Zolfaghari M ; Yadegar A ; Rezaei A ; Kazemi M ; Fazeli H ; Tabesh E ; Karbasizade V
Authors

Source: Scientific Reports Published:2026


Abstract

Helicobacter pylori is a common human pathogen associated with chronic gastritis, peptic ulcers, and gastric cancer. The bacterium’s ability to form biofilms and acquire antibiotic resistance, especially against clarithromycin and metronidazole, has considerably reduced the efficacy of conventional treatment. These difficulties highlight the urgent need for new antimicrobial strategies that can disrupt biofilms and combat antibiotic resistance. Antimicrobial peptides and nanoparticles have emerged as promising options in this context.

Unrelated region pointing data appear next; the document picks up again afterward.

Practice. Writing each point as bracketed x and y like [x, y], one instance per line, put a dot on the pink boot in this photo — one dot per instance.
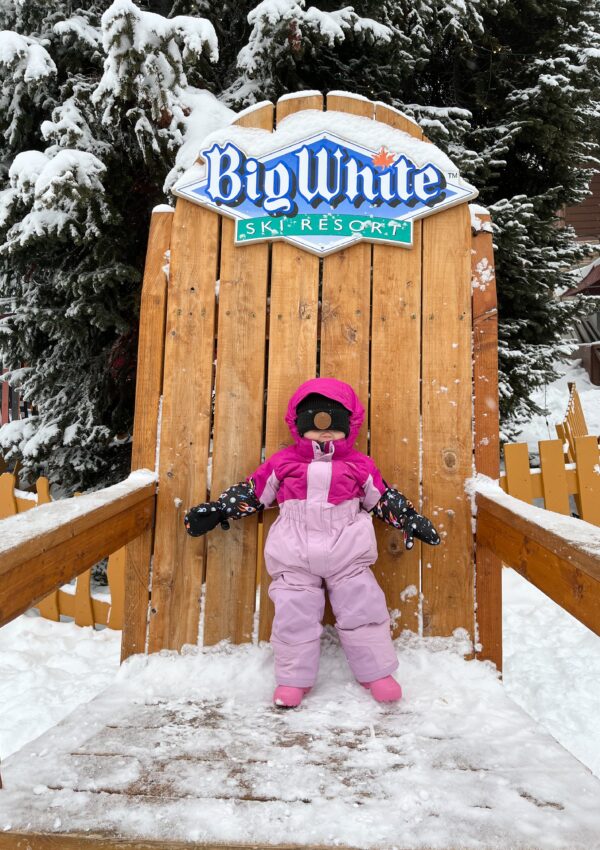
[286, 696]
[384, 690]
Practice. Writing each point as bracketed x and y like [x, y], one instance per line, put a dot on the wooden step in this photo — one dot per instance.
[170, 758]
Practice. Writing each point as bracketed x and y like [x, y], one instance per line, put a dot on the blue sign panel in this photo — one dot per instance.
[323, 193]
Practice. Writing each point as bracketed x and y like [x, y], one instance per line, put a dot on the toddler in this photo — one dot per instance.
[326, 491]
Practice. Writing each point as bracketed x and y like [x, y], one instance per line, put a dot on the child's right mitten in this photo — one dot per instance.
[203, 518]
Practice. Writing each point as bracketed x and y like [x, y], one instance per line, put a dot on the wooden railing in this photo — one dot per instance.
[573, 425]
[80, 602]
[556, 481]
[43, 549]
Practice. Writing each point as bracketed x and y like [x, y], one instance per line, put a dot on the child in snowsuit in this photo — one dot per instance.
[326, 491]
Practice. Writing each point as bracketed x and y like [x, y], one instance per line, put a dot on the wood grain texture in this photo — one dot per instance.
[341, 102]
[395, 388]
[486, 431]
[289, 106]
[237, 441]
[485, 352]
[238, 422]
[448, 570]
[518, 474]
[567, 573]
[8, 502]
[186, 421]
[587, 458]
[45, 561]
[149, 379]
[554, 477]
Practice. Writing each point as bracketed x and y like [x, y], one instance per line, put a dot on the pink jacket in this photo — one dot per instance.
[284, 475]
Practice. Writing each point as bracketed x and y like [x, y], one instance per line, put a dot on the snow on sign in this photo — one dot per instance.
[323, 183]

The antibacterial and antibiofilm properties of Impatiens balsamina-M1 (Ib-M1), green-synthesised Zinc Oxide nanoparticles (ZnO NPs), and their combination against H. pylori were assessed in this study, representing the assessment of their effects on biofilm formation, virulence gene expression, and host cell invasion. MIC (minimum inhibitory concentration) values confirmed stronger antibacterial activity of ZnO NPs (16–32 µg/mL) than Ib-M1 (500–1000 µg/mL). For H. pylori strain BY-1, the combination had an additive effect, while in other strains, it was indifferent. SEM demonstrated significant biofilm disruption, and biofilm assays showed lower MBEC (minimum biofilm eradication concentration) values with the combination. qRT-PCR revealed downregulation of cagA, vacA, ureA, hspR, and spoT, especially when treatments were combined. Flow cytometry showed that bacterial invasion into AGS gastric adenocarcinoma cells dropped from 21.9 (control) to 3.6% with the combination. All three treatments exhibited acceptable cytotoxicity, with the combination showing significantly less toxic effects on AGS cells. Together, these findings suggest that these antimicrobial agents provide a promising, environmentally friendly approach to combat antibiotic-resistant H. pylori, efficiently reducing host cell invasion, virulence gene expression, growth, and biofilm formation while maintaining low cytotoxicity. © The Author(s) 2025.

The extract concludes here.